Follow-up rates for perinatal mortality and other maternal and neonatal outcomes >99%.
Reasons for CS collected within 7 days of birth, but only the single most important reason for CS was available.
Information on whether the CS was elective or for an emergency was not available.
In 1985, a WHO report stated that there was ‘no justification for any region to have a caesarean section (CS) rate higher than 10% to 15%’.1 Recently, in response to numerous reports of increasing CS rates globally,2 the WHO has revisited these recommendations and concluded that: CS done for medically indicated reasons save maternal and infant lives; CS rates above 10% are not associated with decreased maternal and neonatal mortality; CS can cause significant maternal morbidity and mortality, particularly where safe surgery is not available; CS should be provided to women in need and more research is needed to understand the impact of CS on a range of maternal and neonatal outcomes.3
Betrán et al 4 studied trends in CS rates in 150 countries between 1990 and 2014 using cross-sectional data from Demographic and Health Surveys (DHS), Multiple Indicator Cluster Surveys and European Health for All Database and Government Vital Statistics Registries. They found that CS rates increased by 4.4% every year since 1990 and in 2014 CS rates globally were 18.6% (range from 1.4% to 56.4%), exceeding the WHO recommendations. In a 2013 analysis of disparities in CS rates using DHS data from 26 countries in South Asian and sub-Saharan Africa, the poorest 20% of the population consistently had CS rates of less than 2%, particularly concentrating in the ‘rural poor’, while the rate in ‘urban rich’ in South Asia was 15%.5 These results were confirmed by the Eunice Kennedy Shriver National Institute of Child Health and Human Development’s (NICHD’s) Global Network’s (GN) rural population-based Maternal and Newborn Registry (MNHR) between 2010 and 2015.6
The effect of CS on neonatal mortality remains controversial and data on perinatal mortality are sparse. Ye et al recently reported on neonatal mortality rates following CS in 159 countries using data from DHS and concluded that CS rates higher than 10% did not decrease neonatal mortality rates globally.7 The authors did find a benefit to neonatal mortality when CS were lower than 10%. Molina et al analysed 2012 data from 54 WHO member states and found a benefit to neonatal mortality when CS rates were up to 19.4 per 100 live births, but not when CS rates were greater than 19.4.8
Since ~20% of the world’s newborns are born in India, CS trends in India are particularly important globally, as well as within India. The most recent Indian National Family Health Survey 2015–2016 (which also collects cross-sectional data, similar to the DHS) conducted in 15 Indian states and union territories reported a CS rate of 17.1% and drew attention to CS rates in private health facilities — 41.0% versus 11.9% in government hospitals.9 In private facilities this rose from 27.8% and in public facilities decreased from 15.2% reported in 2005 to 2006.10 In 2017, the Government of India mandated that no CS be performed without strict medical indications. A new 20-point guideline for the strict auditing and monitoring of CS surgeries in public and private hospitals is under consideration.11 Although many questions remain about its implementation and its ability to ensure that CS are performed only when indicated. Regardless, it will be important to evaluate its impact in urban and rural populations in India.

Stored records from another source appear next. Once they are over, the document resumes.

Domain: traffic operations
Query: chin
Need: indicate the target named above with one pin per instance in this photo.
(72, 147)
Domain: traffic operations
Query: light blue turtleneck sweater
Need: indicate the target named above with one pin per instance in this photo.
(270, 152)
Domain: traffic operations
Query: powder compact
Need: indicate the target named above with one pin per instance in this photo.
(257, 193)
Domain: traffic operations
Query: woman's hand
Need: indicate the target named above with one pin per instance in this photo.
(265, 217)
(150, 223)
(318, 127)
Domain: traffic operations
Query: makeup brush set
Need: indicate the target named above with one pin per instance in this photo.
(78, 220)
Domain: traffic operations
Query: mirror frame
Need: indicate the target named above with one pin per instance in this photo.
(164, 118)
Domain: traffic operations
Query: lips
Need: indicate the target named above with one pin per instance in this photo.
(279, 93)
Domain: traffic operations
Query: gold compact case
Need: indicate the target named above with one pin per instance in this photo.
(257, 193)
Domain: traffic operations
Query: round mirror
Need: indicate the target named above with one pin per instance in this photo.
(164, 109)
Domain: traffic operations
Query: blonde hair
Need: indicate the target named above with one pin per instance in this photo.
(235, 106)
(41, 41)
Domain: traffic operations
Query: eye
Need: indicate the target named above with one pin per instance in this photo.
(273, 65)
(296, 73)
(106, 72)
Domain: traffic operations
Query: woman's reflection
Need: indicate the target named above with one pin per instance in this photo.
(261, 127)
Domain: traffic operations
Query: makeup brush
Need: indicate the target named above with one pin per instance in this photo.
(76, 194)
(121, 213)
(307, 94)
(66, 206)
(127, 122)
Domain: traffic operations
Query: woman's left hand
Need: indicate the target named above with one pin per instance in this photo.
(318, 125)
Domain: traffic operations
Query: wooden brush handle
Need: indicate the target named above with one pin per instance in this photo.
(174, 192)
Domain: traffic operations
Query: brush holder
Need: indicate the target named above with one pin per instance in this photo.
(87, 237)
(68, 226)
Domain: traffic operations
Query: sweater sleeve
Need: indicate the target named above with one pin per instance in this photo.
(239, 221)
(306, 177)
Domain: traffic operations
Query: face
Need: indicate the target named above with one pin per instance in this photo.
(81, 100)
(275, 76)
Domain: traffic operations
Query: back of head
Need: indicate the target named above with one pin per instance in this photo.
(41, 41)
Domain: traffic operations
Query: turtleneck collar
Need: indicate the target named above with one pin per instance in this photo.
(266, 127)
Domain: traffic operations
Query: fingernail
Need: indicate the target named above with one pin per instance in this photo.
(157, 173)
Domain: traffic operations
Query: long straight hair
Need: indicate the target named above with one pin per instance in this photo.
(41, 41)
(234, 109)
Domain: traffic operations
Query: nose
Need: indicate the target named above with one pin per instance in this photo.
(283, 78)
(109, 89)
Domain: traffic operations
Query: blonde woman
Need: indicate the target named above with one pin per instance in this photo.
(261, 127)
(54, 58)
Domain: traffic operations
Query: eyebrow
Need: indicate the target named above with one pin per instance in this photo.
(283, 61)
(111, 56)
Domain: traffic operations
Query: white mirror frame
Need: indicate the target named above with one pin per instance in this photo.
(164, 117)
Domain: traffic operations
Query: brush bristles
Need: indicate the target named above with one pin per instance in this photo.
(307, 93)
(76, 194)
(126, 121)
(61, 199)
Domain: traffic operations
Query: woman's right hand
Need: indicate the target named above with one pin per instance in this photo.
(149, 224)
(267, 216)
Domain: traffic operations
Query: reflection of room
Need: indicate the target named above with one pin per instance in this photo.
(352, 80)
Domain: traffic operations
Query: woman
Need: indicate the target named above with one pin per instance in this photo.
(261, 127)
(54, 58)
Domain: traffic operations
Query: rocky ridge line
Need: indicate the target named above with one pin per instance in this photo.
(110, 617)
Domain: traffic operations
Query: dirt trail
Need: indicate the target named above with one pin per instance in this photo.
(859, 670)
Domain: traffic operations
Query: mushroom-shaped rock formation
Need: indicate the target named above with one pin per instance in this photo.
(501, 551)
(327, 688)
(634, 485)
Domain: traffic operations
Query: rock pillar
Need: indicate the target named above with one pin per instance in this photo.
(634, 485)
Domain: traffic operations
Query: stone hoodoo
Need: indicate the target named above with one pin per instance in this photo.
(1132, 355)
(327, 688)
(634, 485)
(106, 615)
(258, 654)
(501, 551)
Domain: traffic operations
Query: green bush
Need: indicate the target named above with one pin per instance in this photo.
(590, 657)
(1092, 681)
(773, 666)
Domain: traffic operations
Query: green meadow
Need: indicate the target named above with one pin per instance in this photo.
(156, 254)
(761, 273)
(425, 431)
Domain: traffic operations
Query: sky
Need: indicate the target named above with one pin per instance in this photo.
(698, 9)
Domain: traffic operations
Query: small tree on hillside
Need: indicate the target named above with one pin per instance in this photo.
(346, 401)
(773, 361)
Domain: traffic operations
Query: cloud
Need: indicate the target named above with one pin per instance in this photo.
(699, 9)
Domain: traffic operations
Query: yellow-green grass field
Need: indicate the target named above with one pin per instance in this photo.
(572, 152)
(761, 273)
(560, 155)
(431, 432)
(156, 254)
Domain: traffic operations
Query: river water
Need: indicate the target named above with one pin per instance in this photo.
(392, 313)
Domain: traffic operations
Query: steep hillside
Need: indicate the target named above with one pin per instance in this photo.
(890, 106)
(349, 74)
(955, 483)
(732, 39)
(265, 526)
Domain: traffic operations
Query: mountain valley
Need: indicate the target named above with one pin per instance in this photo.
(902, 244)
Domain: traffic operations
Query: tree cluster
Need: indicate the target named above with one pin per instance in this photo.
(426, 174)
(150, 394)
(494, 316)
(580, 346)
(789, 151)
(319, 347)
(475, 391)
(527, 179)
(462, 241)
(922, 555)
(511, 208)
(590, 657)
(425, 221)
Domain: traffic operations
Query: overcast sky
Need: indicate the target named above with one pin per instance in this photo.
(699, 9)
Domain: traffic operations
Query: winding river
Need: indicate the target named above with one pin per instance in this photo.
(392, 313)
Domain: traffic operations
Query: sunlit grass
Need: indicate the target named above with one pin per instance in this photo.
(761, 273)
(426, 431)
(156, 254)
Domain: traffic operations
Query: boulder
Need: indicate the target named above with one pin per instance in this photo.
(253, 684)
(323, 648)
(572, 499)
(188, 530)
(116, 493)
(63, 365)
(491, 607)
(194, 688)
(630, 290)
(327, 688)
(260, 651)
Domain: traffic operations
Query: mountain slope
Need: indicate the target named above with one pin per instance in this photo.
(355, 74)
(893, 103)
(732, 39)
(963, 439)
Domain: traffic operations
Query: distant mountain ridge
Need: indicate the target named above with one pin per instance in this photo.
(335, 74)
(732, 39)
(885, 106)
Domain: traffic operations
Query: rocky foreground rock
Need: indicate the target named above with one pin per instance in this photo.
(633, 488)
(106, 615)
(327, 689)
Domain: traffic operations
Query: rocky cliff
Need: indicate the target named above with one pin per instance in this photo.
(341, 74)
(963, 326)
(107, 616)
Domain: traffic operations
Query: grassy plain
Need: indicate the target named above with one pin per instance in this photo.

The Indian National Family Health Survey does not collect data on the single most likely reason for having a CS. However, as NICHD’s Global Network (includes Nagpur site) has been conducting a population-based registry of pregnant women and their neonates since 2009 that includes reason for caesarean section, it is suitable to explore trends in CS rates over time prior to implementation of the Indian Government guidelines.12 The Nagpur site includes pregnant women in the catchment area of 20 primary health centres in rural areas surrounding the city. Our objectives were to (1) describe characteristics of the women delivering by CS and identify the single most likely reason for CS, (2) evaluate trends over time in the single most likely reason for CS and to (3) evaluate the impact of CS on perinatal mortality. The added value of this paper not previously reported in the prior GN paper is the analysis of reasons for CS and perinatal mortality data collected prospectively over time.
Study population for the Maternal and Newborn Health Registry
We used prospectively collected data from pregnant women and their babies enrolled in the Maternal and Neonatal Health Registry in eastern Maharashtra state, near Nagpur, India. This site is included in the Global Network for Women’s and Children’s Health Research, a network of institutions, funded by the Eunice Kennedy Shriver National Institute of Child Health and Human Development in the USA, which conducts research to improve maternal and newborn outcomes in rural areas.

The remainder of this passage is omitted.